Un 'altra storia di scarpe, un'altra
storia di quelle scarpe nuove, bellissime, luccicanti, sensuali;
portate a mano da un'ottusa fanciulla, che la dignità, l'aveva
pestata insieme ad una cacca di cane, lungo la via del ritorno.
Se ne stavano lì, appese al mio
braccio, che dondolava avanti e indietro, e un po' ciondolava, al
ritmo di una musica che non c'era più, ma ancora pulsava in quella
scatola cranica, che aveva perso la materia grigia in un bicchiere di
Ruhm.
Quella sera avevo come l'impressione
che il solo sfoggiare quelle scarpette magiche, mi sarebbe bastato.
Non importava il maquillage perfetto, l'ombretto bianco sotto il
sopracciglio, per innalzarmi lo sguardo, l'eye liner lungo la
palpebra.
Nulla importava.
Neanche l'outfit perfetto per la serata.
Niente importava.
La sola cosa che mai avrei dovuto togliermi, erano
quelle scarpe.
Una scialuppa di salvataggio, in una serata che, già
nei primi cinque minuti, aveva preso la piega sbagliata.
Scarpe ai piedi, gambe in spalla, gonna
lunga, drink in mano.
Avevo la terribile sensazione di aver annegato
anche quei pochi momenti di lucidità in un cocktail annacquato,
condito con ghiaccio e disperazione, una goccia di disinibizione; e
quella timidezza, che normalmente t'infiamma le gote, era sparita,
pestata, schiacciata, come l'uva di quel vino, che avresti tanto
voluto sorseggiare.
Uno sguardo vuoto osservava la scena
davanti a sé. Vivevo un film a rallentatore, ero spettatrice passiva
di ciò che mi succedeva dinnanzi, una scena magistralmente girata,
dove un branco di pecore e caproni davano sfogo ai loro istinti
primordiali, trasudando ormoni da ogni poro, nel disperato tentativo
di ingroppare la cavalla davanti.
Non importava quanti anni avessi,
cosa facessi nella vita, cosa ti portasse in quell'affumicatoio per
caprioli.
Bastava che alzassi la gonna, e il gioco era fatto.

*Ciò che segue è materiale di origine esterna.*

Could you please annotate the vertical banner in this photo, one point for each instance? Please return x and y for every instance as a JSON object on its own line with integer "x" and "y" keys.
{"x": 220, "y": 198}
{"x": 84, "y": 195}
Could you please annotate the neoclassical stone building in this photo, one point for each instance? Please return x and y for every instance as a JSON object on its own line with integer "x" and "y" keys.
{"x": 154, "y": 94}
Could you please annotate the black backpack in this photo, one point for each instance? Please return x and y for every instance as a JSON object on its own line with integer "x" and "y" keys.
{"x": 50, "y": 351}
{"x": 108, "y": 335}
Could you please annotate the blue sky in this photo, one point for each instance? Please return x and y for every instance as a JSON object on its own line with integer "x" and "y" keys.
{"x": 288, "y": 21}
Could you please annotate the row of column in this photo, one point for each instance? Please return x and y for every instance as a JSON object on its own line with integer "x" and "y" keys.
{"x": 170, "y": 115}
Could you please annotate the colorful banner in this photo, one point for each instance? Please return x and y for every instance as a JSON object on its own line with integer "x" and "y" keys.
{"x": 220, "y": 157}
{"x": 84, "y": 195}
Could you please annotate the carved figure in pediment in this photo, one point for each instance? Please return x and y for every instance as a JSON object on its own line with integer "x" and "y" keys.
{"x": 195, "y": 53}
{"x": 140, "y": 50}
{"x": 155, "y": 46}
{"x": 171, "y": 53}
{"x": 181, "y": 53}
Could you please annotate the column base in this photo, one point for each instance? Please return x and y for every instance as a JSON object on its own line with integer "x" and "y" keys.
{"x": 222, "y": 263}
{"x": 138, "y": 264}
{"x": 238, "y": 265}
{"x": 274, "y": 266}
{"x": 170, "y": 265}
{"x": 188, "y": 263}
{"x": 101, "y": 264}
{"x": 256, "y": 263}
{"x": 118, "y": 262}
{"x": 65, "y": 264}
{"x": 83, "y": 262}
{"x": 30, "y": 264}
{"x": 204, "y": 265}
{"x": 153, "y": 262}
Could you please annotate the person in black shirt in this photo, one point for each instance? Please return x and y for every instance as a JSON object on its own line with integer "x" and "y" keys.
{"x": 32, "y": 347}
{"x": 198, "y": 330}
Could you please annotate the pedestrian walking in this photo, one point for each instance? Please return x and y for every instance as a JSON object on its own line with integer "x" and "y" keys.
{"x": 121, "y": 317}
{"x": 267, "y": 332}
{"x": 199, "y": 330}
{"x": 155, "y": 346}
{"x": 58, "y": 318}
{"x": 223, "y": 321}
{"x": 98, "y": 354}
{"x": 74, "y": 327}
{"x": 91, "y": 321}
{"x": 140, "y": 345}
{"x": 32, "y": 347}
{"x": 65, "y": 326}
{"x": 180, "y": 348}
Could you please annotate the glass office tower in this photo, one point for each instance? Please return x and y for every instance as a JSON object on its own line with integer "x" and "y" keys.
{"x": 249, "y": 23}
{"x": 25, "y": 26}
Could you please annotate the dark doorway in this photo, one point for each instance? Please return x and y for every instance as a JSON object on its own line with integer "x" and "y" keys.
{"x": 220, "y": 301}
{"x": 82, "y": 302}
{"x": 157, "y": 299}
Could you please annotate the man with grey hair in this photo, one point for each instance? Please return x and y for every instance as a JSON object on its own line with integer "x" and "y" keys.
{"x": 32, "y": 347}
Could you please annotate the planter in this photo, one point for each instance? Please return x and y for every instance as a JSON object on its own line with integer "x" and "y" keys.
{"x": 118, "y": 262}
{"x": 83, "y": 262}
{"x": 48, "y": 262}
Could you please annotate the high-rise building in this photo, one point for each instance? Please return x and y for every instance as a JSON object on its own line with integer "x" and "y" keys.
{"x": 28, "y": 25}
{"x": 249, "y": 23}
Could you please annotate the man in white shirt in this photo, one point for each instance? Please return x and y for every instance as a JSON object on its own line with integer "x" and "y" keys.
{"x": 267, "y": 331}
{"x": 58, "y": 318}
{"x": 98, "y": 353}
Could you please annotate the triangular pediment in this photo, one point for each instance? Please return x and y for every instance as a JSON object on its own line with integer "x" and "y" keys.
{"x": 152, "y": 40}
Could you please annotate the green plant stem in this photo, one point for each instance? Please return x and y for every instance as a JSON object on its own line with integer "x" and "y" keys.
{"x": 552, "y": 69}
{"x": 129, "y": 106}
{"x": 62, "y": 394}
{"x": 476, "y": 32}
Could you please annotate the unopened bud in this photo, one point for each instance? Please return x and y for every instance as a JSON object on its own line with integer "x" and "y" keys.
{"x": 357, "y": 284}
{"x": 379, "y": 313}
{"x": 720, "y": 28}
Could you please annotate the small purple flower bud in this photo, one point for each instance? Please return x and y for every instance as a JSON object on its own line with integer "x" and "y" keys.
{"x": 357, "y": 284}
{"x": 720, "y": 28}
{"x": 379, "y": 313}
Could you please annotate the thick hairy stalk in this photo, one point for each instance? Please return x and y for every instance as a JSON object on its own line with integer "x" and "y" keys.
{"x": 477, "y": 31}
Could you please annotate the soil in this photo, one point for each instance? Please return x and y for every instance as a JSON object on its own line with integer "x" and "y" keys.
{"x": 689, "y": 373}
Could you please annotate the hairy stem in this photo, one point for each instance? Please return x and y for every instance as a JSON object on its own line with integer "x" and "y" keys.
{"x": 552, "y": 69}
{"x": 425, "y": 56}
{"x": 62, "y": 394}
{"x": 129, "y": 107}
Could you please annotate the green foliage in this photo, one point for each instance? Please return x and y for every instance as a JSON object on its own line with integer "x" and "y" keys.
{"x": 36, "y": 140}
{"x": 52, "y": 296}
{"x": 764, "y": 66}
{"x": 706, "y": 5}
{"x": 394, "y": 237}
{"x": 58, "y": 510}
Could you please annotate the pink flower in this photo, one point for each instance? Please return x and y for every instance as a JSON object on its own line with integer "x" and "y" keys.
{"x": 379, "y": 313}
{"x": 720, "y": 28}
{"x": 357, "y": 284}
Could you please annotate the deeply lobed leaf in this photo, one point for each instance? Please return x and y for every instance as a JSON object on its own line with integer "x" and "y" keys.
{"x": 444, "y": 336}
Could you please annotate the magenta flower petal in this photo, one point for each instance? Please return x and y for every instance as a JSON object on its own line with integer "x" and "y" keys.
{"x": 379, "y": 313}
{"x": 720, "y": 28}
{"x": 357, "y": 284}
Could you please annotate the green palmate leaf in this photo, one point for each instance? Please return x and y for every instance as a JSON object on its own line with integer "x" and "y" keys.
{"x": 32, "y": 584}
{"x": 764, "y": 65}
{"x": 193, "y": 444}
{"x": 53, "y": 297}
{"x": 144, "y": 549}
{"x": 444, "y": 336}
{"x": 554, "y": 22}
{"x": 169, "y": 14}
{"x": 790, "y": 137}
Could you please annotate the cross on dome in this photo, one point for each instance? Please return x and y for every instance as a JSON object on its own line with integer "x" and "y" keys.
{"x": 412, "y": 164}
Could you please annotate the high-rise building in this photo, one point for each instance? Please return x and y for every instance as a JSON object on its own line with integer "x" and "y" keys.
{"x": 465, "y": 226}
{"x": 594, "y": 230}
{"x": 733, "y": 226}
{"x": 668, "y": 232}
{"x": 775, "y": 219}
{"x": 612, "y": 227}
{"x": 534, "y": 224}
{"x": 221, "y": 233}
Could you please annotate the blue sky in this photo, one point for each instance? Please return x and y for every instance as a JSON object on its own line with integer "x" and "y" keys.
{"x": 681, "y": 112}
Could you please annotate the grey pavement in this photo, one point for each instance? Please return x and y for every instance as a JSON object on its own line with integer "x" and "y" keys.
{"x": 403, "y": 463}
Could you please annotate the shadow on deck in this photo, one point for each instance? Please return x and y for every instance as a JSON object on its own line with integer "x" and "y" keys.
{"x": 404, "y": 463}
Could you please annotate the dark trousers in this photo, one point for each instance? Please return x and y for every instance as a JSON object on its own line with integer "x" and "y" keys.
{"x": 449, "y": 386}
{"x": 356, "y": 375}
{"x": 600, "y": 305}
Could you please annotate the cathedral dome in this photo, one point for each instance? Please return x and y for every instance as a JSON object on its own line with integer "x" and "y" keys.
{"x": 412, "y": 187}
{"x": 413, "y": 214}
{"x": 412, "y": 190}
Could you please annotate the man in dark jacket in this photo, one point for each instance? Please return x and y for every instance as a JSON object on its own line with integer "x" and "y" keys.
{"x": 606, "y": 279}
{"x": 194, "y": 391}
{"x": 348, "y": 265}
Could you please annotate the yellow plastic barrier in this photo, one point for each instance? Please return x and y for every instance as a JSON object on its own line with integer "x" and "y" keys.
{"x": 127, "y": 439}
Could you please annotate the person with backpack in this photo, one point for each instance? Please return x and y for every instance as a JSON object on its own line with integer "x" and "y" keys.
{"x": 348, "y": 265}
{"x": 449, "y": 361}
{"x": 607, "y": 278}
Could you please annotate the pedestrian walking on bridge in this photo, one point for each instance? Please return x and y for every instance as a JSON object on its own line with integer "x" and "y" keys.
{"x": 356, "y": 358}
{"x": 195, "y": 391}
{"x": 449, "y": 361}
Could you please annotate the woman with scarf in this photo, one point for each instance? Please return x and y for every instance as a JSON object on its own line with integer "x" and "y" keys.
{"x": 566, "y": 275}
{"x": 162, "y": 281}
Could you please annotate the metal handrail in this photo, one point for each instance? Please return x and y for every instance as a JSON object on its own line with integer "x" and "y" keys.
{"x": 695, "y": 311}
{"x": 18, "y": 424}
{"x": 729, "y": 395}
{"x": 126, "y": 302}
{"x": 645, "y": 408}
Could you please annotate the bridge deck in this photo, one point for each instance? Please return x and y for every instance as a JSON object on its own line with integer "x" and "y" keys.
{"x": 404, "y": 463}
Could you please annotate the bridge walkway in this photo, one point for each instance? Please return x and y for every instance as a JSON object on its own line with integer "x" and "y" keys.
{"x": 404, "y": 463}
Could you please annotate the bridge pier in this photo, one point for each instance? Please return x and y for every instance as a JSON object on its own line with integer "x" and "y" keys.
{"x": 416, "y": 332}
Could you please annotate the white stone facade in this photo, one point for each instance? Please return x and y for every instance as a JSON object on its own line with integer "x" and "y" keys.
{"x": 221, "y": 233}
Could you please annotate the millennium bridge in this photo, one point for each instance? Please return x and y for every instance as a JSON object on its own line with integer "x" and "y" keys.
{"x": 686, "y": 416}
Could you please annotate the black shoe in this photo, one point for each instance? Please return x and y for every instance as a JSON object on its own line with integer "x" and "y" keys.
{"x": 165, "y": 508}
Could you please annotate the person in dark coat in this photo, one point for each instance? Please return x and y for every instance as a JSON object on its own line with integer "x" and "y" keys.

Nell'aria si respirava sudore e testosterone.
Fragranze di miele e
foglie di acacia, rosa canina e muschio bianco, si fondevano
perfettamente con l'essenza odorosa della disperazione umana.
Le mie
narici tossichiavano , nell'estrema speranza di respirare,
affannosamente, un po' di Ossigeno puro.
Un'unghia rosicchiata, soffocata da
chili di smalto trasparente, contro un'onicofagia, che da sempre mi
fagocitava la vita, tamburellava nervosamente, picchiettando contro il
vetro di quel drink che portavo in mano.
Il secondo, il terzo, chi
può saperlo.
Ero troppo impegnata ad annegare le mie capacità
cerebrali in un alcool scadente. E ad osservare, come una spettatrice
lontana mille galassie da quel luogo, l'estrema consumazione di una
serata, che scorreva rosicchiata, mangiucchiata, e perforata, sotto
la suola delle mie bellissime scarpe.
Mi avviavo mesta verso la via di casa,
quei 102 passi che mi separavano, dal calore del mio nido.
Ero triste, e forse un po' felice, lo
sguardo annebbiato da litri di vodka, che mi erano scivolati in gola,
senza che me ne accorgessi.
Un passo incerto, un'andatura nuvolosa.
Due piedi nudi, grandi quanto quelli di una bambina di sette anni,
saltellavano qua e la, danzando al ritmo di una musica immaginaria;
sobbalzando un poco, trascinandosi dietro un paio di scarpe
bellissime, che mai avrei dovuto togliere.
Un'altra storia di scarpe, che
adornavano il braccio di una bambina troppo cresciuta, che moriva nel
desiderio di ricevere un caldo abbraccio, in quei 102 passi infiniti,
che la separavano dal calore del suo nido.
[Esiste al mondo chi ancora lo chiama
“Il cammino della vergogna”.
A me piace chiamarlo “la
disperazione del venerdì sera”.
Non ti accorgi mai, quale piega potrà
prendere la tua serata, finchè non ti ritrovi fuori da una
discoteca, grande quanto il bagnetto di casa tua, e soffocante quanto
questo, sola, inerme, annaffiata da un alcool scadente, che impedisce ai tuoi neuroni anche le più semplici sinapsi. Con in mano le tue scarpette da ballo, nuove di zecca e nere
fiammanti, che trasudano sesso da ogni poro. Sfoggiate al braccio
destro, come una borsetta di Prada, quella borsetta che non avresti mai voluto avere.